Hacker Newsnew | past | comments | ask | show | jobs | submitlogin

I find all the writeups of self-attention very confusing. They seem to inevitably explain small bits in enormous detail and then leave all kinds of giant areas unexplained, usually are replete with jargon that they don't bother to clarify, etc. I feel like most of these are written by people who are confused themselves, trying to clarify the parts they don't understand as if this is what everybody else must be confused about to, so they inevitably gloss over everything they already know.

Fundamentally, I have never understood why a conventional neural network cannot learn self-attention. If layers are fully connected then they definitely have the ability to create a weighting of the inputs accommodating learning of relative spatial features in the data. In fact that's almost a definition of what a neural network is. If relative positional learning is important, that could be added the same way it is in Transformers without the explicit self-attention layer. So what is self-attention really doing beyond this? Why do we need a Query-Key-Value construct here? I am sure I am missing something very basic and fundamental here.



If by "conventional neural network" you mean a stack off fully connected layers, then yes, in theory one of those could learn a similar mechanism because of the universal approximation theorem. However, training one might be intractable.

It's good to ignore self-attention for a moment and take a look at a convolutional network (a CNN). Why is a CNN more effective than just stacks of fully connected layers? Well, instead of just throwing data at the network and telling it to figure out what to do with it, we've built in some prior knowledge into the network. We tell it "you know, a cup is going to be a cup even if it is 10 pixels up or 10 pixels down; even if it is in the upper right of the image or the lower left." We also tell it, "you know, the pixels near a given pixel are going to be pretty correlated with that pixel, much more so than pixels far away." Convolutions help us express that kind of knowledge in the form of a neural network.

Self-attention plays a similar role. We are imbuing our network with an architecture that is aware of the data it is about to receive. We tell it "hey, elements in this sequence have a relation with one another, and that relative location might be important for the answer". Similar to convolutions, we also tell it that the location of various tokens in a sequence is going to vary: there shouldn't be much difference between "Today the dog went to the park" and "The dog went to the park today." Like convolutions, self-attention builds in certain assumptions we have about the data we are going to train the network on.

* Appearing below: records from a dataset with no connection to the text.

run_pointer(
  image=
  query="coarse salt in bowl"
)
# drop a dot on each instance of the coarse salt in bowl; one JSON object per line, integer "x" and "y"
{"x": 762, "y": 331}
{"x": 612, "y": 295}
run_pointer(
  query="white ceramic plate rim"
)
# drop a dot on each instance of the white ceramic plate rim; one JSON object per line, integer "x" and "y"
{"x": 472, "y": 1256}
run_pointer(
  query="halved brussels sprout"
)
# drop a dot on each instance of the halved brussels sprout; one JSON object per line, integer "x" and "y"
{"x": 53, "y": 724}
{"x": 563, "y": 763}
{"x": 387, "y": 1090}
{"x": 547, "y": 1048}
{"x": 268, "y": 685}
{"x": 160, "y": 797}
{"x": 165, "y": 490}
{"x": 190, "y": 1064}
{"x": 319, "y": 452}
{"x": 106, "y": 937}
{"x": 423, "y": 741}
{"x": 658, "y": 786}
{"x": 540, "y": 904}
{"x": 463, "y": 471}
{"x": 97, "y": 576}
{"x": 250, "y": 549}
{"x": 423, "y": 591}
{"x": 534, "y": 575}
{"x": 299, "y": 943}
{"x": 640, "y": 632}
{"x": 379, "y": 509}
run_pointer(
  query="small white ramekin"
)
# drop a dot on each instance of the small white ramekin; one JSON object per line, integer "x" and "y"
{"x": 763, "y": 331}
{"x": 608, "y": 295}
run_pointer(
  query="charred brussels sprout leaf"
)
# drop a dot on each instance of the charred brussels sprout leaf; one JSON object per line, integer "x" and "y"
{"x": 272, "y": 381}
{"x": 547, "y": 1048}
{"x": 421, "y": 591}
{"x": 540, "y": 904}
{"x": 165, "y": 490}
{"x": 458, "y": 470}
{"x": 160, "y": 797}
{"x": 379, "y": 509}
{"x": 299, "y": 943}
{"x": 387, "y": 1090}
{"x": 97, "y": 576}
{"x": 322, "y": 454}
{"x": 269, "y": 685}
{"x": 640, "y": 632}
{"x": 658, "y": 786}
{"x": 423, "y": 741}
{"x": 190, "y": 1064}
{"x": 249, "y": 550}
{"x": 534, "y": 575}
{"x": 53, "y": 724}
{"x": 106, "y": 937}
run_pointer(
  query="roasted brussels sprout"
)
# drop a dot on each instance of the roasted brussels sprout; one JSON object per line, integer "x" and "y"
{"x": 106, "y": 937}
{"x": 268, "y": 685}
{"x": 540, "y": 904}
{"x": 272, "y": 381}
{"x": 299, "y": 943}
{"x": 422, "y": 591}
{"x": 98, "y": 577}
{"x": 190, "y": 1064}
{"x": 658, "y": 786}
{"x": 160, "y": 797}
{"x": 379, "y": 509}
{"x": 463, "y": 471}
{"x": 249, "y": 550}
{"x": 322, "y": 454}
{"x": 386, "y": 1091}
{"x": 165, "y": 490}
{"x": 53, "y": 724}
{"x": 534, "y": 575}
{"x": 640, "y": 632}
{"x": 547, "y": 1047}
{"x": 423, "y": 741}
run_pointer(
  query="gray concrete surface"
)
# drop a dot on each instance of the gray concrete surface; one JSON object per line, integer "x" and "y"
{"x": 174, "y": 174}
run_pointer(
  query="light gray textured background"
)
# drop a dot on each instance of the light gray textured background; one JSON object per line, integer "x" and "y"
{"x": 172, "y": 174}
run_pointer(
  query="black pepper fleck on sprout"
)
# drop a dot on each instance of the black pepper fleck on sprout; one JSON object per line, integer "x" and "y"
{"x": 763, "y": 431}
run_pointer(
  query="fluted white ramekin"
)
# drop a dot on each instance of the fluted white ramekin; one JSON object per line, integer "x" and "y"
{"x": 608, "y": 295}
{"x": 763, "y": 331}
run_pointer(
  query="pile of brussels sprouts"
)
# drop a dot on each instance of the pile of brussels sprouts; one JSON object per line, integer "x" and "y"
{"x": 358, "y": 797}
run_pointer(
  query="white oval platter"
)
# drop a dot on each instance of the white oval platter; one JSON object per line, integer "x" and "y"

So yes, you are right that fully-connected layers can emulate similar behavior, but training them to do that isn't easy. With self-attention, we've started with more prior knowledge about the problem at hand, so it is easier to solve.


Great answer. Imbuing a deep learning model with well thought out inductive biases is one of the strongest ways of guiding your model to interpret the data the way you want it to. Otherwise it’s kind of shooting in the dark and hoping to get lucky.

I can’t stand it when people lazily personify ML models, but it’s akin to giving someone with no experience some wood and then pointing to a shed and saying “make one of those from this”. Instead you’d expect them to be much more successful if you also give them a saw, a drill, some screws etc.


Good explanation. Which is why the success of transformers, LLMs etc. is still not the final word in Rich Sutton's "The Bitter Lesson" -- no learning method is free of inductive biases.


Inductive biases can work even if they're wrong, because they allow for simple and quick action, simpler reasoning. They don't need to be correct for that to pay off, they just need a positive expected value.


Are there actually theorems from which you take those explanations or are these just plausibly sounding hypothetical explanations?


You can verify the reduction of the problem space. Think of it this way, if data has some property, for example, it's mirrored on an axis. If X is a data point, then so is -X.

Well, a model that is aware of this symmetry only has half as much data to look at and one less thing to learn.

But that's only half of it. Truth is, assuming symmetries works pretty well even if the assumption is wrong. Why? Generalization. A model with less data will generalize more (better is perhaps debatable, but it will definitely generalize more)

This is the basic idea behind "geometric deep learning". There's loads of papers, but here's a presentation.

https://www.youtube.com/watch?v=w6Pw4MOzMuo


Great answer!


The attention mechanism started as a simple trick to not use recurrent neural networks.

Read the intro in the original paper "Attention is all you need" (https://arxiv.org/abs/1706.03762)

This video explains the drawbacks to RNNs and how transformers solve that: https://youtu.be/S27pHKBEp30?t=394

Andrej Karpathy explains attention here: https://youtu.be/kCc8FmEb1nY?t=3719

He explains how attention is seen as a communication network: https://youtu.be/kCc8FmEb1nY?t=4298


> Read the intro in the original paper "Attention is all you need"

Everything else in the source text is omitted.